Amid all this mishegas, Miss Piggy's dreams of marrying Kermit appear to be finally coming true. Except the swain who has swept her off her feet is not her beloved Kermie, but the impostor Constantine, who appears to be giving her exactly what she wants — he woos her with a love ballad straight out of '80s MOR radio, his satin shirt billowing with the help of a wind machine. At the core of Muppets Most Wanted, there's a potent lesson about the nature of love: The things we think we want aren't always the things that will truly make us happy.
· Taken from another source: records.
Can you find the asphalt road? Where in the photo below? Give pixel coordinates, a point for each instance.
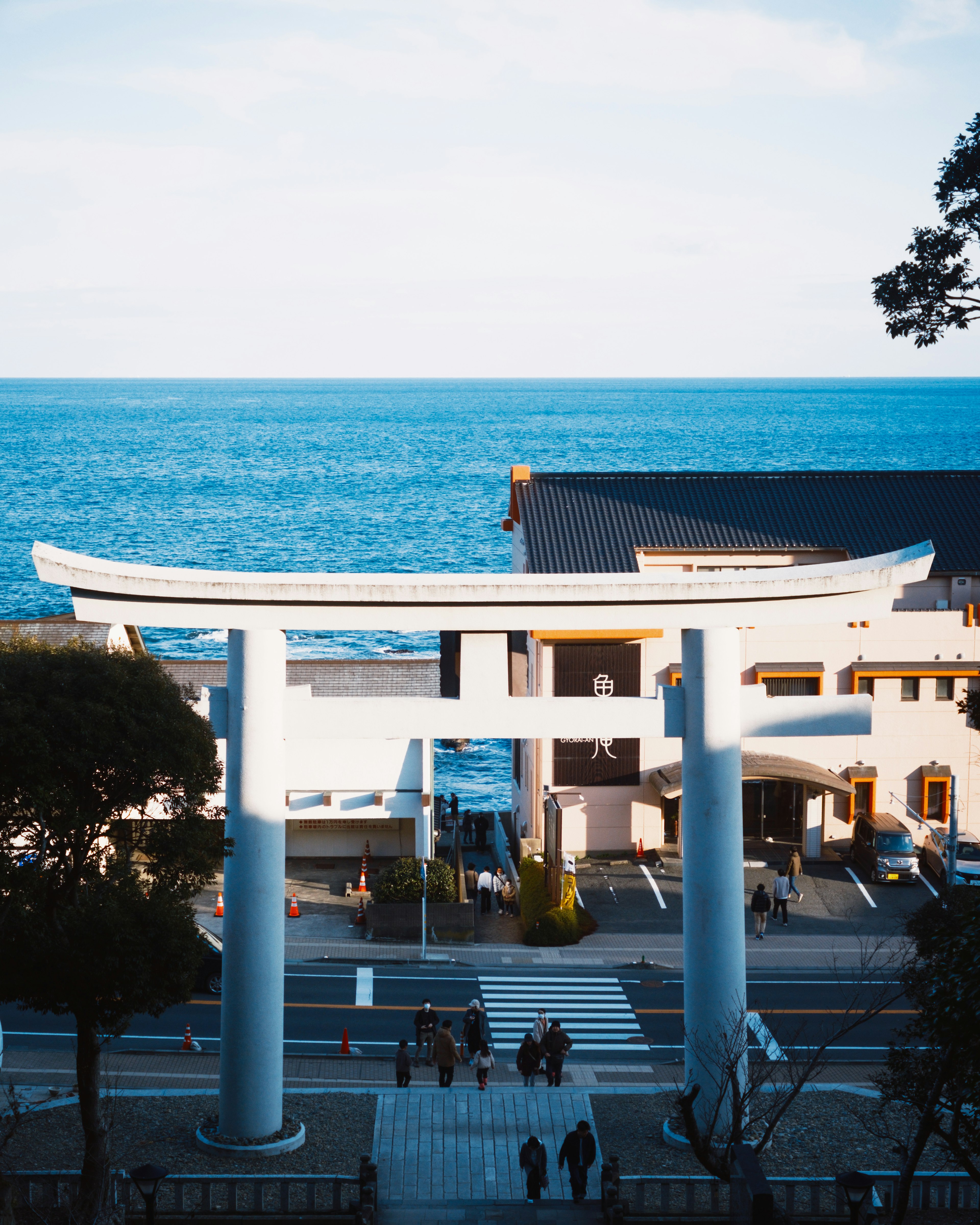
(612, 1017)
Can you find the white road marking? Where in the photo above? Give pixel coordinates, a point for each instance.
(766, 1040)
(646, 872)
(854, 878)
(365, 996)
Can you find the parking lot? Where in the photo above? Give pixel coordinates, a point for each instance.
(838, 898)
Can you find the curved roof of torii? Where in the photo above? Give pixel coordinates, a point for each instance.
(163, 596)
(668, 778)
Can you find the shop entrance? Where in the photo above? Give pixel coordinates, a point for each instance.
(774, 809)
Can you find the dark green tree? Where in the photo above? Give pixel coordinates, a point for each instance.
(90, 738)
(938, 290)
(402, 881)
(932, 1079)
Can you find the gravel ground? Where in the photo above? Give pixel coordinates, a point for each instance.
(819, 1136)
(340, 1128)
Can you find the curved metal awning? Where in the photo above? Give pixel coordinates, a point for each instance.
(764, 766)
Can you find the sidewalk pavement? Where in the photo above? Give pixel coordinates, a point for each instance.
(452, 1147)
(178, 1070)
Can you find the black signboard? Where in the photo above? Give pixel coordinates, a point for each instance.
(604, 669)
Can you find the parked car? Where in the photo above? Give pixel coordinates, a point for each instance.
(883, 844)
(210, 976)
(935, 854)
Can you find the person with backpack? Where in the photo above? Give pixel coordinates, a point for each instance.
(483, 1061)
(760, 907)
(530, 1060)
(535, 1164)
(557, 1047)
(781, 896)
(794, 869)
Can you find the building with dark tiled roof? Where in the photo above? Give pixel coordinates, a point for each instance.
(917, 665)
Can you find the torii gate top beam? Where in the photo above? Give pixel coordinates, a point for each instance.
(163, 596)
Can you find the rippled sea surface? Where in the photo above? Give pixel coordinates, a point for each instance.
(407, 476)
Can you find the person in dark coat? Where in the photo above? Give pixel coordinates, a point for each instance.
(557, 1045)
(402, 1065)
(535, 1164)
(579, 1149)
(530, 1061)
(760, 907)
(427, 1022)
(473, 1028)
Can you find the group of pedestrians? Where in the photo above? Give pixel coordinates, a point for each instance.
(492, 885)
(785, 885)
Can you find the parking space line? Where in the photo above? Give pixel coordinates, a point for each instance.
(365, 994)
(766, 1040)
(854, 878)
(646, 872)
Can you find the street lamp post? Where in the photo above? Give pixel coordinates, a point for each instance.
(148, 1179)
(857, 1187)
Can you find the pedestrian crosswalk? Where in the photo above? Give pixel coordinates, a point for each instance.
(593, 1012)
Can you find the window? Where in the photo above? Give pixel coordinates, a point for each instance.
(936, 806)
(792, 687)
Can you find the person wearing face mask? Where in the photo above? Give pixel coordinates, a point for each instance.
(427, 1022)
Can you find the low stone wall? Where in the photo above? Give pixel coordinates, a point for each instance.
(446, 922)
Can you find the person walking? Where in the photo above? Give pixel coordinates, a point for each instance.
(579, 1149)
(483, 1063)
(473, 1028)
(426, 1032)
(402, 1065)
(448, 1055)
(781, 897)
(794, 869)
(498, 884)
(760, 907)
(557, 1047)
(535, 1164)
(486, 885)
(530, 1060)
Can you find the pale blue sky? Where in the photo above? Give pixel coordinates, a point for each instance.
(471, 188)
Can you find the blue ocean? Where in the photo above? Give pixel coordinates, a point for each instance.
(407, 476)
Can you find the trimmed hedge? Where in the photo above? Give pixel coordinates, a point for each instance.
(402, 881)
(547, 924)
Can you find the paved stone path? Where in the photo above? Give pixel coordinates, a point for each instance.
(460, 1146)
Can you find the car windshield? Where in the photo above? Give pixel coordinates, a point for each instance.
(896, 844)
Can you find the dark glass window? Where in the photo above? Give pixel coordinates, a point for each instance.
(608, 669)
(792, 687)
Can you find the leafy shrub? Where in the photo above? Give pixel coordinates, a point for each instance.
(402, 881)
(547, 924)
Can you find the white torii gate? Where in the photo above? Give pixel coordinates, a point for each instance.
(711, 711)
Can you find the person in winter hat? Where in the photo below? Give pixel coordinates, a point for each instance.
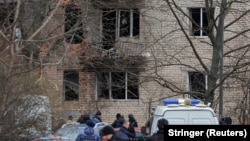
(97, 117)
(125, 129)
(108, 134)
(115, 124)
(159, 135)
(88, 133)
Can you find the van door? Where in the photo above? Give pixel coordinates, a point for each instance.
(177, 117)
(201, 117)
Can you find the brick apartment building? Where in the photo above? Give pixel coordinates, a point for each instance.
(111, 56)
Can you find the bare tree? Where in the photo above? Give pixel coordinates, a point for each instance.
(204, 35)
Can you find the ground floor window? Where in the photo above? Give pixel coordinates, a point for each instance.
(117, 85)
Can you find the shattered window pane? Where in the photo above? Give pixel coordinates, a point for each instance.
(73, 25)
(117, 85)
(71, 85)
(197, 83)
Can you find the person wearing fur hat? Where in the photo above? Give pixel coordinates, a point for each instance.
(88, 133)
(108, 134)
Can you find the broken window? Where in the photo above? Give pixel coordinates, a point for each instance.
(117, 85)
(7, 11)
(199, 23)
(124, 22)
(73, 26)
(197, 83)
(71, 85)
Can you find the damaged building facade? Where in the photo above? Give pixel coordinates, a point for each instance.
(125, 56)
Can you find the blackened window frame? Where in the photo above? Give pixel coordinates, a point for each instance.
(73, 26)
(71, 85)
(117, 85)
(113, 29)
(198, 21)
(197, 82)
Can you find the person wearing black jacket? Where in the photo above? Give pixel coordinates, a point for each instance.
(124, 129)
(108, 134)
(159, 135)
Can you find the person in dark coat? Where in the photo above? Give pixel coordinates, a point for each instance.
(115, 124)
(132, 120)
(124, 129)
(108, 134)
(159, 135)
(88, 133)
(97, 117)
(83, 119)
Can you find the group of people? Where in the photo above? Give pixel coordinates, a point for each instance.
(122, 129)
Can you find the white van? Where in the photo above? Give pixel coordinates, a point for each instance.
(183, 112)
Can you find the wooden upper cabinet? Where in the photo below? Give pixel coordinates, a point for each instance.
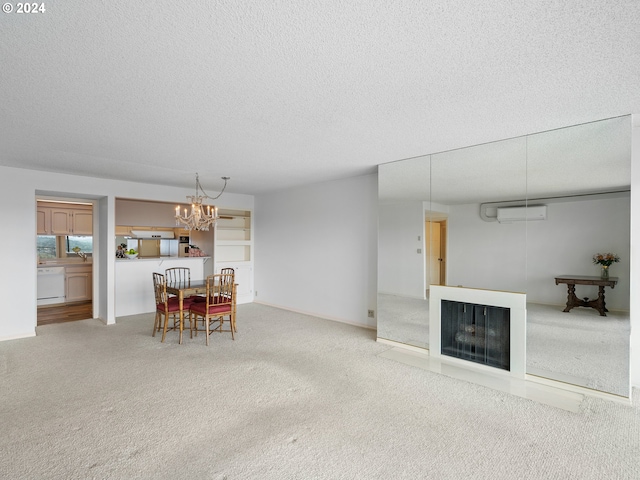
(43, 218)
(82, 222)
(56, 220)
(61, 222)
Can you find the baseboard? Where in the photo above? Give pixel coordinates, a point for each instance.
(20, 335)
(312, 314)
(424, 351)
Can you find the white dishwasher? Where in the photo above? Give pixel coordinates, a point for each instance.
(50, 285)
Miss Piggy, like so many of us, is so hung up on the trappings of romance that she mistakes them for genuine love. She's also under the impression that diamonds are a girl's best friend, and in this case, they're not. Still, you can't fault her for being a dreamer. The day she stops being dazzled by a big honking rock is the day she stops being Piggy. And the real Kermit, true-blue — or is that green? — to his core, would never let that happen.